Radiotherapy standard and progress in locally advanced rectal cancer.
- Author:
Lijun SHEN
;
Zhen ZHANG
1
;
Author Information
1. Department of Radiation Oncology, Cancer Hospital, Fudan University
- Publication Type:Journal Article
- MeSH:
Chemoradiotherapy;
Chemotherapy, Adjuvant;
Humans;
Neoadjuvant Therapy;
Rectal Neoplasms;
radiotherapy;
Treatment Outcome
- From:
Chinese Journal of Gastrointestinal Surgery
2016;19(6):618-620
- CountryChina
- Language:Chinese
-
Abstract:
Recently, treatment strategy optimization for neoadjuvant therapy of rectal cancer includes two aspects: (1) Increasing treatment intensity may improve pathological complete response rate, including increasing radiation dose or concurrent chemotherapy intensity, or shifting adjuvant chemotherapy; (2) Short-course radiotherapy or neoadjuvant chemotherapy which can promise treatment efficacy will decrease toxicity and lead to better tolerance. Long-course chemoradiotherapy is the recent treatment standard for locally advanced rectal cancer.
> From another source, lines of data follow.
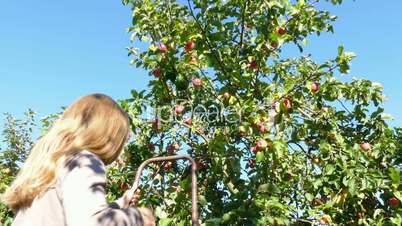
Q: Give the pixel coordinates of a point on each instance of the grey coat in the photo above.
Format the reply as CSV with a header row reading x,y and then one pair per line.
x,y
78,199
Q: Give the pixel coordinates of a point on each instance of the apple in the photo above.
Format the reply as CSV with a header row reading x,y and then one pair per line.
x,y
276,106
162,48
253,65
193,60
394,202
173,148
168,165
188,121
324,220
157,125
243,130
317,202
315,86
197,82
274,44
179,109
124,186
287,103
157,72
199,164
151,146
261,144
252,163
365,146
178,189
190,45
262,128
254,149
316,160
280,30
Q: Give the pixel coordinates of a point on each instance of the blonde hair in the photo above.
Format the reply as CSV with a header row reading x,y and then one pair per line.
x,y
95,123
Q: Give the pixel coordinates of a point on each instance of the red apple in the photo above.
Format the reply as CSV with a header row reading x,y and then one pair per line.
x,y
197,82
162,48
262,128
124,186
254,149
287,103
188,121
243,130
168,165
316,160
315,86
280,30
200,164
252,163
276,106
193,60
394,202
190,45
151,146
253,65
365,146
157,72
157,125
173,148
179,109
261,144
324,220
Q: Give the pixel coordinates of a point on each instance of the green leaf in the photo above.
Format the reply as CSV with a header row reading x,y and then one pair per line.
x,y
260,156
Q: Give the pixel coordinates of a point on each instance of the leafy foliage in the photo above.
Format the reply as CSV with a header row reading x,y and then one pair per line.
x,y
280,141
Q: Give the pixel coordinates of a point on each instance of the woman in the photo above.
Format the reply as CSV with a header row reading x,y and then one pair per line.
x,y
62,182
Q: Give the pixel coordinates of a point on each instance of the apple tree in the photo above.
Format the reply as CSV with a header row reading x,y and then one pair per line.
x,y
277,140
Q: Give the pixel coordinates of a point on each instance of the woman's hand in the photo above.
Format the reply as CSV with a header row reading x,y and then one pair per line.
x,y
147,216
130,198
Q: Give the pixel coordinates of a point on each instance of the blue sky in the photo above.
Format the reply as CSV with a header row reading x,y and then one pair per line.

NCCN guidelines do not recommend combined chemotherapy in the radiotherapy period. However, it is important for individualized treatment of rectal cancer if appropriate patients who may benefit from the combined concurrent chemotherapy can be selected. Short-course radiotherapy is defined as 5 Gy × 5. It is recommended for T3 or N+ rectal cancer in NCCN guidelines, but not for T4 patients. In ESMO guidelines, stratified patients of intermediate risk by MRI can be treated with either short-course or long-course radiotherapy, but short-course radiotherapy is not recommended for T4 or positive mesorectum fascia (MRF+) patients with high risk. Neoadjuvant chemotherapy incorporated in the neoadjuvant part has been a therapeutic choice in NCCN guidelines. However, It is still unclear whether chemotherapy upfront as a component of neoadjuvant treatment or even completion of chemotherapy before surgery can improve treatment outcome or not. There are phase II( studies focused on this issue and final results are pending.